TROUBLES with this year’s national spending plan notwithstanding, the Budget department has earmarked cash-based 2020 appropriations that are nearly a tenth bigger year-on-year as the government pushes infrastructure development and social services, according to an April 12 National Budget Memorandum.

The memorandum pegged the proposed 2020 cash-based national budget — which takes into consideration specific state offices’ spending capacities within a fiscal year — at P4.1 trillion, equivalent to 19.4% of gross domestic product (GDP) and 9.1% more than this year’s P3.757-trillion spending plan that now awaits signature into law by President Rodrigo R. Duterte.

“The cash budgeting system will continue to be implemented in 2020. This will limit agencies incurring obligations and disbursing payments to goods delivered and services rendered, inspected and accepted within the fiscal year,” the memorandum explained.

Disbursements planned for 2020 total some P4.21 trillion, 19.9% of GDP and 11.6% more than this year’s planned P3.774 trillion, while revenues will increase by 13.4% to P3.573 trillion, 16.9% of GDP, from P3.15 trillion.

That will yield a P637.6-trillion fiscal deficit equivalent to three percent of GDP that will be 2.1% bigger than the P624.4-trillion gap programmed for this year, equivalent to 3.2% of GDP.

“The Duterte administration will prioritize the acceleration of infrastructure, anti-poverty and pro-employment spending through strategic infrastructure projects, and by supporting the implementation of recent game-changing laws such as rice liberalization, universal health care, and Bangsamoro autonomy,” the memorandum read.

“The shift to cash budgeting starting 2019, along with cash management reforms, will ensure better planning, swift program delivery, and strengthen fiscal discipline, as well as accountability mechanisms between appropriated budgets and program outputs.”

The same document showed planned appropriations of P4.786 trillion for 2021 (20.5% of GDP and 16.7% more than the 2020 plan) and P5.295 trillion for 2022 (20.6% of GDP and 10.6% more than the 2021 appropriations).

Last year saw both revenues and disbursements grow by double-digit rates year-on-year and exceed their respective programs. Revenues and disbursements increased by 15.2% to P2.85 trillion and by 20.7% to P3.408 trillion, respectively, exceeding their programs by 0.1% and by 1.1% respectively “due to higher tax collections following the TRAIN law and non-tax revenues, and heavy public spending in infrastructures and social services,” according to the memorandum, referring to Republic Act No. 10963 or the Tax Reform for Acceleration and Inclusion (TRAIN) Act that slashed personal income tax rates but raised or added levies on a host of items.

The resulting fiscal balance yielded a P558.3-billion deficit equivalent to 3.2% of GDP.
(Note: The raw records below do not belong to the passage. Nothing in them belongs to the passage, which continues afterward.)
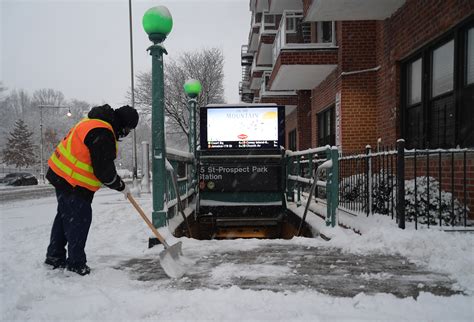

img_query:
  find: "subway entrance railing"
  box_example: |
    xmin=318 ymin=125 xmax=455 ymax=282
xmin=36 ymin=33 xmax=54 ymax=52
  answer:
xmin=285 ymin=146 xmax=339 ymax=227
The shift to a cash-based budgeting system starting this year led to a tiff between Mr. Duterte’s economic managers, with the Budget department as point man in this issue, and the House of Representatives, as it pared down the national budget for 2019 — an election year — to even lower than 2018’s P3.767-trillion spending plan.

That row then gave way to a legislative impasse — as the House and the Senate accused each other of irregular fund realignments — that led to a re-enacted national budget as Congress failed to approve the new appropriations by end-2018.
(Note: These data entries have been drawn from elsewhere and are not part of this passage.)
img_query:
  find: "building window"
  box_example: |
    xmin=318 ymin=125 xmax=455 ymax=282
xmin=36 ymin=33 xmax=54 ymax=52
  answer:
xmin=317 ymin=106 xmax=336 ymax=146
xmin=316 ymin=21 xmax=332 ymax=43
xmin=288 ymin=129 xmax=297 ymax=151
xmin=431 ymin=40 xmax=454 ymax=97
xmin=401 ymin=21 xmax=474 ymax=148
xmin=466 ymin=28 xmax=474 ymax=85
Just last week, a visibly exasperated Mr. Duterte threatened to just veto the entire 2019 spending plan if a Palace review were to find irregular realignments.

Due to the delay, the interagency Development Budget Coordination Committee on March 13 slashed its growth forecast for 2019 GDP growth to 6-7% from 7-8% and to 6.5-7.5% from 7-8% for next year, while the National Economic and Development Authority projected separately that the full-year GDP growth will decline to 6.1-6.3% if the reenacted 2018 budget remains in force until April; and down to 4.2-4.9%, if reenacted for the whole year.
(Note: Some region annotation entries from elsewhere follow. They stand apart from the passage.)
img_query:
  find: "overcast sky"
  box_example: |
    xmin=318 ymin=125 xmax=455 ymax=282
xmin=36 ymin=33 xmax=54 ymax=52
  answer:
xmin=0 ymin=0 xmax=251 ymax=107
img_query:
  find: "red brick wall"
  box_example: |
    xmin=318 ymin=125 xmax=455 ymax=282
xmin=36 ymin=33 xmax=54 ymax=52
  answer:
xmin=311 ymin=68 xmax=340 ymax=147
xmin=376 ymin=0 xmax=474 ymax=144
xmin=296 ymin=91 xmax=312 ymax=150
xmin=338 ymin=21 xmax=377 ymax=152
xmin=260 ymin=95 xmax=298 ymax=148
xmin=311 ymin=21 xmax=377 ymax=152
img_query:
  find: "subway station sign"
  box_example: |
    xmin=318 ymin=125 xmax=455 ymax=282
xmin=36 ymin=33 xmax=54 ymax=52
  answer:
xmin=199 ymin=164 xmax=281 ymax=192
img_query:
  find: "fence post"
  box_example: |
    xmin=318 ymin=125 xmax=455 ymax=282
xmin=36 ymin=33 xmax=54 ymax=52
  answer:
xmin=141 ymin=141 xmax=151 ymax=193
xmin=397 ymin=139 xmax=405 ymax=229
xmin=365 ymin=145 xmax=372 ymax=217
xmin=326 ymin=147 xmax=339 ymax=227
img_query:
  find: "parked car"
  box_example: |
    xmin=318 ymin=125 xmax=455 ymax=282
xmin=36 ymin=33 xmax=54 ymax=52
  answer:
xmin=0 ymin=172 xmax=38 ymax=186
The delay in budget enactment — which leaves new projects unfunded and prevented the government from spending ahead of the 45-day public works ban before the May 13 mid-term elections and the rains next semester — has also prompted the Asian Development Bank, the International Monetary Fund, the World Bank, economic agencies of the United Nations and S&P Global Ratings to cut their economic growth projections for the Philippines for this year.